# Do All Omegas Sweep?



## Cheeseboy24 (May 4, 2013)

Being fairly new to the forum, I find myself actively looking at others watches.

My boss has what looks like a decent Omega, and whilst I am sure he cold afford the real McCoy, the one he has seems to tick and not sweep

I was of the view that all Omegas would sweep.


----------



## handlehall (Aug 7, 2009)

It could be a quartz movement


----------



## vinbo (Mar 9, 2011)

Mine ticks:










Omega do a few quartz


----------



## Coldwarkid (Dec 10, 2012)

Yep. The cheaper Omegas are quartz. I was under the impression all quartz movements ticked.


----------



## no8yogi (Oct 1, 2012)

Coldwarkid said:


> Yep. The cheaper Omegas are quartz. I was under the impression all quartz movements ticked.


Not all some bulova's sweep


----------



## tixntox (Jul 17, 2009)

no8yogi said:


> Coldwarkid said:
> 
> 
> > Yep. The cheaper Omegas are quartz. I was under the impression all quartz movements ticked.
> ...


The Bulova Accutrons sweep (but are not quartz?)


----------



## Who. Me? (Jan 12, 2007)

The Bulova Precisionists utilise a quartz movement with a smooth-sweeping seconds hands.

I thought all Omegas, with the exception of those utilising the f300 movements (ESA tuning fork), ticked?

Aside from the Bulova Precisionists, aren't Rolex and Seiko (springdrive) the only manufacturers with conventional movements that have smooth sweeping seconds hands?

Edited several times because I don't seem to be able to type anything legible tonight.


----------



## Roger the Dodger (Oct 5, 2009)

Not all quartz watches 'tick'. I have a Seiko 7T32 quartz that sweeps like an automatic.......



and my auto SMP definitely sweeps.


----------



## RTM Boy (Jun 1, 2011)

It's not really about sweep or non-sweep as there are degrees of sweepiness :lol: . Most quartz movements click forward one second at a time. This is in no small part for practical reasons insofar as the energy used is small and therefore battery life is extended (equally true for solar or kinetic), whereas a sweep movement uses alot more power. Some nice examples of a sweeping quartz movement are some of the wall clocks made by Seiko that have a true sweep (no steps at all) based around a running motor and a large(ish) battery (usually AA-sized).

Mechanicals and autos can appear to sweep, but are actually finely stepped. 28,800 bph is typical for ETAs, which equates to 8 steps per second. The actual steps per second varies quite a bit from movement to movement.
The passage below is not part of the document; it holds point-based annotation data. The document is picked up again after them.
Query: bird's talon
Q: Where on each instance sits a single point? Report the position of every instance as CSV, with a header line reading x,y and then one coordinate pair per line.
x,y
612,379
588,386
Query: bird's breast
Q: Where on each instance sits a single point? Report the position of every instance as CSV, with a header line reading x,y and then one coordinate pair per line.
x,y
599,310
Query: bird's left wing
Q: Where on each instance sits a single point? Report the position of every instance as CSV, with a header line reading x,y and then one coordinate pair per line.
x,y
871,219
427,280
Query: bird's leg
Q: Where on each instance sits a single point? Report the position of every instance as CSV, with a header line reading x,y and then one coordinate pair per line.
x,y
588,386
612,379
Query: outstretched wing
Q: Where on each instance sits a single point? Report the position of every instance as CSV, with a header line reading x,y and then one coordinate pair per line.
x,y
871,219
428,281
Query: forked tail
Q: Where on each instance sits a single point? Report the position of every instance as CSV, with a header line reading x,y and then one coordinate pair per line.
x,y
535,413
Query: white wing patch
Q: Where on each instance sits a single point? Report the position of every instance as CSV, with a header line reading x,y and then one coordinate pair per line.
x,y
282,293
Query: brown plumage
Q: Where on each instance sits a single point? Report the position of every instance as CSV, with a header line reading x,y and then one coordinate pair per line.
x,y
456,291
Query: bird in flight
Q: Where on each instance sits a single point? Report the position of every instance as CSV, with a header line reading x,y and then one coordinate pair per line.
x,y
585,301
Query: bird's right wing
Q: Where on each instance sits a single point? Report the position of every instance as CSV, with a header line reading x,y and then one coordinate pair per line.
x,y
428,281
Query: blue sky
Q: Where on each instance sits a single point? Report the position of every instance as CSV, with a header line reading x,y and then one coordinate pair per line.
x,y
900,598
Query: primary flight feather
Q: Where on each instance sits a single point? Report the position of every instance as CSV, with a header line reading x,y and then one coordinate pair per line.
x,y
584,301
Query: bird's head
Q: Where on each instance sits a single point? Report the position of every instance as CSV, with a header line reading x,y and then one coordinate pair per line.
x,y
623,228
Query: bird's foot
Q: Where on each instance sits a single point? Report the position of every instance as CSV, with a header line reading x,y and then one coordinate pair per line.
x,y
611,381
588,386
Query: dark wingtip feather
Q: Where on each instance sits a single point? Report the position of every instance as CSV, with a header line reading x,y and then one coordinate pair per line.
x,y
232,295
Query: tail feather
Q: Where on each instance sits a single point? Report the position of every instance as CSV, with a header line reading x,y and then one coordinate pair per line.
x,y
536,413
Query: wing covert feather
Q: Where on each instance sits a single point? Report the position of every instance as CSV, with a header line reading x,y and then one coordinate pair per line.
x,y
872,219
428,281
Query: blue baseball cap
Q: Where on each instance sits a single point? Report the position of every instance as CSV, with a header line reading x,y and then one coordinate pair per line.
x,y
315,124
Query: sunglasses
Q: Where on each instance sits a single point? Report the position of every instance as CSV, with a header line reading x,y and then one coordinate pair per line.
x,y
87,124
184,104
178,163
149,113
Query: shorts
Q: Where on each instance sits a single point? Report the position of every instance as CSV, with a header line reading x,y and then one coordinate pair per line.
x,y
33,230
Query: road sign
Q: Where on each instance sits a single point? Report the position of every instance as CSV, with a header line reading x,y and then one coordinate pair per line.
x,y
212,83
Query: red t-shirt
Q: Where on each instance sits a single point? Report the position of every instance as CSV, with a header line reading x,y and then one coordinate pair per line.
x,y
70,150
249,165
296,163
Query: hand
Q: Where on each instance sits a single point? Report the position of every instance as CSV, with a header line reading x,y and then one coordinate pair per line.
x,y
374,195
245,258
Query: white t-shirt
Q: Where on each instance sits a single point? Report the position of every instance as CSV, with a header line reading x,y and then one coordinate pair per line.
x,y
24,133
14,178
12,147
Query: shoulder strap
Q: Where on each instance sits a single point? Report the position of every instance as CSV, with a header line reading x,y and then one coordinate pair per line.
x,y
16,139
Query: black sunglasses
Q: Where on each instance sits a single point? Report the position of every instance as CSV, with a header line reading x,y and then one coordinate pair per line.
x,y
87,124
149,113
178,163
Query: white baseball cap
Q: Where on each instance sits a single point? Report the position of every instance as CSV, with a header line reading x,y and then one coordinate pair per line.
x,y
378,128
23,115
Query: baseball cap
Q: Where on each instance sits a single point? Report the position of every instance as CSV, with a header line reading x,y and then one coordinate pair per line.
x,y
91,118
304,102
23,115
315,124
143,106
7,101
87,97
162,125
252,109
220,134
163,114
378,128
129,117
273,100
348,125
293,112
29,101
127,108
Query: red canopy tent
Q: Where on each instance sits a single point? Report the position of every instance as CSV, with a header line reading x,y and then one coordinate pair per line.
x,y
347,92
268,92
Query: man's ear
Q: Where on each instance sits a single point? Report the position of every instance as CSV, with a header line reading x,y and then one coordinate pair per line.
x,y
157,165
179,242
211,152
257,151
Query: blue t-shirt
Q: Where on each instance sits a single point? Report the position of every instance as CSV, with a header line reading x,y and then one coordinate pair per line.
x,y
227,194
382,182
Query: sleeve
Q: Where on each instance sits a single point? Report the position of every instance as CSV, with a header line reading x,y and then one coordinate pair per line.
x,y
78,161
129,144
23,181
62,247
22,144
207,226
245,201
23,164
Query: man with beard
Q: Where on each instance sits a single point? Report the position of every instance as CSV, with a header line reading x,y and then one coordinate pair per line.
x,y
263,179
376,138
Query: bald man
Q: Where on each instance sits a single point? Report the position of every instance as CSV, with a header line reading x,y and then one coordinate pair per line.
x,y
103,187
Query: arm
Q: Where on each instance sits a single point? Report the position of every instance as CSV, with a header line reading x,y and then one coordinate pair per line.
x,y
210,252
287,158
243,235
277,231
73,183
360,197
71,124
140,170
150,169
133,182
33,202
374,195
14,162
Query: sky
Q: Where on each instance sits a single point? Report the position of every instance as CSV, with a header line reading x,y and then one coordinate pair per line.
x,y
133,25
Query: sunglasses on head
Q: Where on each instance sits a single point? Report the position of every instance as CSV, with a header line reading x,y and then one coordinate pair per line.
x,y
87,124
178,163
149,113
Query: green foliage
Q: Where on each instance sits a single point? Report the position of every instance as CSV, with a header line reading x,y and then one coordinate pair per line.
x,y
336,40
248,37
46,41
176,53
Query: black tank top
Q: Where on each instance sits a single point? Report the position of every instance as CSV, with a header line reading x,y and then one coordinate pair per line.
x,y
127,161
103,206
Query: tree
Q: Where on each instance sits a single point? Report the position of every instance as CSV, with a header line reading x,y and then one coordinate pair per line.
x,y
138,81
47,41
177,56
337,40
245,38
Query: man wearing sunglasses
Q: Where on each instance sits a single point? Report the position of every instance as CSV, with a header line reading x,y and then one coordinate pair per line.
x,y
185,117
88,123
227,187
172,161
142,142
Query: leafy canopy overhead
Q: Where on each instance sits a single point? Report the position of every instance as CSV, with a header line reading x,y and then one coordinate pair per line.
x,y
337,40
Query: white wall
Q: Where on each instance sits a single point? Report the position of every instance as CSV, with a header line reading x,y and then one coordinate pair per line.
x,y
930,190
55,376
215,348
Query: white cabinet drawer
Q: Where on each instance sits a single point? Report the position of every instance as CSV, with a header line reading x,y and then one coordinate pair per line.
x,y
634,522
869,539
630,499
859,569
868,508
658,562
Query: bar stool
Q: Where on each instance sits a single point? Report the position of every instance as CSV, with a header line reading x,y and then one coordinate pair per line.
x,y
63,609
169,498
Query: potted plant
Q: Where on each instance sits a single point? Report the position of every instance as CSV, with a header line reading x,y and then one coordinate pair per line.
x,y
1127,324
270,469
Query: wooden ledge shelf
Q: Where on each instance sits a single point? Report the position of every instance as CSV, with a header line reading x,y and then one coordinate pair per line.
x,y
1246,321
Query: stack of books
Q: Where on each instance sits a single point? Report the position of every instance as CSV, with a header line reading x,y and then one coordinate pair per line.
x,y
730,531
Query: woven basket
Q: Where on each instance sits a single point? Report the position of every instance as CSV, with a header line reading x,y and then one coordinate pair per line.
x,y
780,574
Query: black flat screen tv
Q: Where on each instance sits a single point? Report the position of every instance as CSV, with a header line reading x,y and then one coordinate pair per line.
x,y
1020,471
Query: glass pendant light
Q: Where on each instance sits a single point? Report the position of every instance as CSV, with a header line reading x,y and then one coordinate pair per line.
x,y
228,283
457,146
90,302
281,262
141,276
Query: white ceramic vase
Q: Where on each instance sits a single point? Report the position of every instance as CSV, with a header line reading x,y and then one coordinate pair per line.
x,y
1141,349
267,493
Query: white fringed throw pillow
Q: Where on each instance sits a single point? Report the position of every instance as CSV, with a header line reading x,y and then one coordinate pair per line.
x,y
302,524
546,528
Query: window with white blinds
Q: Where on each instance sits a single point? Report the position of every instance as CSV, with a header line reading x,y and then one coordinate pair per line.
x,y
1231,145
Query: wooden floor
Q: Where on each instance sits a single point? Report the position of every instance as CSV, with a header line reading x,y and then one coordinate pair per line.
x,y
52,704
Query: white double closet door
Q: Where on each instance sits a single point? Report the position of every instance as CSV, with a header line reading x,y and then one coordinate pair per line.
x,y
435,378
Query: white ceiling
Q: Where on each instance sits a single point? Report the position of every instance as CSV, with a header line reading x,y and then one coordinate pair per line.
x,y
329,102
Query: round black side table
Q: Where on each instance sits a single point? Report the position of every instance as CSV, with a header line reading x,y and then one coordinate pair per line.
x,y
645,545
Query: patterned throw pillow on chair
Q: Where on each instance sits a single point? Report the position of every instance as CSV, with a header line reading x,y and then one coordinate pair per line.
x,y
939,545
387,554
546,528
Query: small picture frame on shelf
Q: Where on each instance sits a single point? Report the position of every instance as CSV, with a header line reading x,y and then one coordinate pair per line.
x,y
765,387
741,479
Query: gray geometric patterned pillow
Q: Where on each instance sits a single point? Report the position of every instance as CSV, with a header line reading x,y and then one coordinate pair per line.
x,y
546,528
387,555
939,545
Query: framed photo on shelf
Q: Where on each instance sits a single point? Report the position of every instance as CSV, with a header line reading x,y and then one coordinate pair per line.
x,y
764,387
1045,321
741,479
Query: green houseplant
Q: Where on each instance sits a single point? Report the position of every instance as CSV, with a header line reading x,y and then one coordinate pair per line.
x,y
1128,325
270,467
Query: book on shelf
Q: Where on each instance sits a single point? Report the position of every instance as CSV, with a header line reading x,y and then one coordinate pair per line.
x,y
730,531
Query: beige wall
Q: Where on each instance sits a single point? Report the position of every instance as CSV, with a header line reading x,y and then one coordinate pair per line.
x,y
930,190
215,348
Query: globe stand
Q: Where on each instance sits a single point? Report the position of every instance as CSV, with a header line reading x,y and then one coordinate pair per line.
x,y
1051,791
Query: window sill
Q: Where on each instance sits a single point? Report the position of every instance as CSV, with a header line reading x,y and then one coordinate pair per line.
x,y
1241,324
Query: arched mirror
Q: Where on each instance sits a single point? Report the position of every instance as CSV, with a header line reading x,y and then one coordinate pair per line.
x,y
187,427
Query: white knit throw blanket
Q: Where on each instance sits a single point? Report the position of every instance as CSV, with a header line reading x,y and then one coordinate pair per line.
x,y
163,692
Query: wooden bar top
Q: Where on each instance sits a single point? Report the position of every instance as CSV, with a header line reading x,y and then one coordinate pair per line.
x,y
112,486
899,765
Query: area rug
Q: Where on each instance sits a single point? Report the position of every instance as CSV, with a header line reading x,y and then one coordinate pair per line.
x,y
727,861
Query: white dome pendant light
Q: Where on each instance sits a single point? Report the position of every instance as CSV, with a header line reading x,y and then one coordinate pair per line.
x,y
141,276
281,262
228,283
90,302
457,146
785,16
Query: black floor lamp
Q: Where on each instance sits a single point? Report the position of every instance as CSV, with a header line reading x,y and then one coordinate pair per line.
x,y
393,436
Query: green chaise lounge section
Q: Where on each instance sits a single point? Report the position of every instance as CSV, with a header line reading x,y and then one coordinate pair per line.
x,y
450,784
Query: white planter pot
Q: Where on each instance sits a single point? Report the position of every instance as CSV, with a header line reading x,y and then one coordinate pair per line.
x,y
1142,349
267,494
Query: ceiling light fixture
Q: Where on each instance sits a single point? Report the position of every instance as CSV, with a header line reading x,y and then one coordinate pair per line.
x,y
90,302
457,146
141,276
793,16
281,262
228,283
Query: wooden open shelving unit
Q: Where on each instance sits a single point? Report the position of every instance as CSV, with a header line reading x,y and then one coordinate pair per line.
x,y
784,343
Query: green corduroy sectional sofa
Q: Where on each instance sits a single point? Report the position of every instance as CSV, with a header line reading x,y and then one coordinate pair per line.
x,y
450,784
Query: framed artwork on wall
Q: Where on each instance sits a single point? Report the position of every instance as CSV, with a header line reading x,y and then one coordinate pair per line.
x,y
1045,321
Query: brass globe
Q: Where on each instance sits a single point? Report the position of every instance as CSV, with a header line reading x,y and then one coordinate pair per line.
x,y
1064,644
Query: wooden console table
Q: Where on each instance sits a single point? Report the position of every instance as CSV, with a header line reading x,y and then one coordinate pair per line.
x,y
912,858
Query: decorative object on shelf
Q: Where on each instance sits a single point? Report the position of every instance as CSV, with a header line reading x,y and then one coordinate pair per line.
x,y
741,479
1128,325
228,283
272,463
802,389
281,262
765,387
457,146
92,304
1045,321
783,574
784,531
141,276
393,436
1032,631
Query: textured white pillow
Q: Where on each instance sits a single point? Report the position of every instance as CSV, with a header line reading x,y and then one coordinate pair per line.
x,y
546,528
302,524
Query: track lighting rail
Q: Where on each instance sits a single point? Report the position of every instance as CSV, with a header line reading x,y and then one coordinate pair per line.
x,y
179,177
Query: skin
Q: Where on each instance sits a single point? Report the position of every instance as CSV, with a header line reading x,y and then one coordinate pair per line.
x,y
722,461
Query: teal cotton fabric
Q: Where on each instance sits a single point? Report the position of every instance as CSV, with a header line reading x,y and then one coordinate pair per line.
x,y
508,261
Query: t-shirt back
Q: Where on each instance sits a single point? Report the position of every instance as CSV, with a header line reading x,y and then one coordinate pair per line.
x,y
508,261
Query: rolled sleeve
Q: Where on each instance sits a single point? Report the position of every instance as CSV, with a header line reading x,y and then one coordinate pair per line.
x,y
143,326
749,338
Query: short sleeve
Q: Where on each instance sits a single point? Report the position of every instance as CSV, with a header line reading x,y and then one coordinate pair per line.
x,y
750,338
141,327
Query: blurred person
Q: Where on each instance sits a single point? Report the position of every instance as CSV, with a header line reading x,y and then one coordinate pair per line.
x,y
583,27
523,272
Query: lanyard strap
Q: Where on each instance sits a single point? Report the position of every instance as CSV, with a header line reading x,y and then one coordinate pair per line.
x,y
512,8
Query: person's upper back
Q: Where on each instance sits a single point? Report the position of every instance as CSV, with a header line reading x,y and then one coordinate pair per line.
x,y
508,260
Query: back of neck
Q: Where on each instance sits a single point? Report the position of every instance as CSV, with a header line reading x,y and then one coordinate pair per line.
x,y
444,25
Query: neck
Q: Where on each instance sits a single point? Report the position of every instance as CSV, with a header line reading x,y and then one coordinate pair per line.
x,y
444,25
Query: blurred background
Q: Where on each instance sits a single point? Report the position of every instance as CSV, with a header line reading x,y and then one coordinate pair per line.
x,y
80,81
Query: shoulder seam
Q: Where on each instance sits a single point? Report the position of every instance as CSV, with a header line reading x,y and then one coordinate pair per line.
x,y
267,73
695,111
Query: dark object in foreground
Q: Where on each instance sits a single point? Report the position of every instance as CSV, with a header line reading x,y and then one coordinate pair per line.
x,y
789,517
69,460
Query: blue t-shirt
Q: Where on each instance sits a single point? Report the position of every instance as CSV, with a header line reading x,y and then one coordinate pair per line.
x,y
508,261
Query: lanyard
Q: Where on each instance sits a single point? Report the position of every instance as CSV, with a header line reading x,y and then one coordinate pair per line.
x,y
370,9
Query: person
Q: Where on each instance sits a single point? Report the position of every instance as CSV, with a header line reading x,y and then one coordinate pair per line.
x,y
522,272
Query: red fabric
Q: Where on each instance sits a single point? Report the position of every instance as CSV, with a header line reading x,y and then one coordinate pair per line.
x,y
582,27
But anything stepping one second at a time is a quartz.


----------



## pugster (Nov 22, 2004)

The higher the beat on a mechanical the smoother the sweep will be , i once owned a vintage zodiac sst with a 36k beat that sounded fantastic when you listened to it.


----------



## William_Wilson (May 21, 2007)

I have read several manufacturer definitions that state any central second hand that makes a complete rotation of the dial during a 60 second period is a "sweep" second hand. A typical quartz moves 60 times per minute, while a mechanical with a beat rate 0f 28,800 moves 480 times per minute. A Bulova Precisionist's second hand moves 960 times per minute.

Here is a video of the Precisionist: http://www.seamaster-speedmaster.com/misc/precisionist1.wmv

Later,

William


----------